Pedro Guerreiro (GUE/NGL), in writing. − (PT) We denounce the unacceptable political manoeuvre led by the most reactionary sectors of the EP to try to use a report on ‘African agriculture’ to criticise the legitimate participation of the President of the Republic of Zimbabwe, a full member country of the African Union, in the forthcoming EU-Africa summit meeting. This manoeuvre has to all intents and purposes been defeated.
With regard to the report itself, we believe it contains a number of positive points, such as its criticism that basing support for ‘advancing African agriculture’ to ‘facilitate trade’ solely on Economic Partnership Agreements is a form of blackmail to promote the liberalisation of trade in agricultural products.
Encouraging many of these countries to make their agricultural economies dependent on the EU is an attempt to bind these countries to an agreement that imposes on them an agricultural model based on monoculture for export, resulting in obvious and serious economic, social and environmental problems for both the people of many African countries and for the people of the EU Member States.
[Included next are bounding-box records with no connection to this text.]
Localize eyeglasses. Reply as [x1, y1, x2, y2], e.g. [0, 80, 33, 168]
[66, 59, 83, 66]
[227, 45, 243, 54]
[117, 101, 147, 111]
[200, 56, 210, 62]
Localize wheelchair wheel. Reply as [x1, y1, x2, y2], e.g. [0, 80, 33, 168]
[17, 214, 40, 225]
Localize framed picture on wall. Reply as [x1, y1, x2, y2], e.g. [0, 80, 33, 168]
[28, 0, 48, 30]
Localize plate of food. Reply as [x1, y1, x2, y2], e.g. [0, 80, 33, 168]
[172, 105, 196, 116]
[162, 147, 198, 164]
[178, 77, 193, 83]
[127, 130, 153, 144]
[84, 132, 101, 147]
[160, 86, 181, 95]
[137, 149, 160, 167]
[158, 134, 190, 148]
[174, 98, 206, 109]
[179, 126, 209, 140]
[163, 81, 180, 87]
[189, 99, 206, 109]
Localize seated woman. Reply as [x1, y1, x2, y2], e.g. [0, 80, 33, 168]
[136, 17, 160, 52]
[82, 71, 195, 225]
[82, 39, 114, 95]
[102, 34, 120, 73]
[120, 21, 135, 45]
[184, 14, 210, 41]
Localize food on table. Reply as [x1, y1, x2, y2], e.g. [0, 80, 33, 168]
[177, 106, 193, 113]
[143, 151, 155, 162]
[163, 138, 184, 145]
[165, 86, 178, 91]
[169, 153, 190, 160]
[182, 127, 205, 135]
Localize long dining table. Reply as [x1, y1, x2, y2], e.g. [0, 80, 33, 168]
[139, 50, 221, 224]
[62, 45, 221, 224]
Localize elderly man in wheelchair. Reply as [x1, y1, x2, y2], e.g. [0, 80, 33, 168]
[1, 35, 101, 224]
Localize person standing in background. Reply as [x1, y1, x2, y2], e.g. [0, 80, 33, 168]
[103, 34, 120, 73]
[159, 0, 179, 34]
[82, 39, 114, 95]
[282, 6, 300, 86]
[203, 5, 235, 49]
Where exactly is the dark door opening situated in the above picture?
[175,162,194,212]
We therefore believe that helping African agriculture means supporting the socially responsible development of an agricultural model based on its own specific needs and on the food sovereignty and security of each country.
9. Corrections to votes and voting intentions: see Minutes
10. Transfers of appropriations: see Minutes
11. Decisions concerning certain documents: see Minutes
12. Forwarding of texts adopted during the sitting: see Minutes
13. Dates for next sittings: see Minutes
14. Adjournment of the session
President. – I declare the session of the European Parliament adjourned.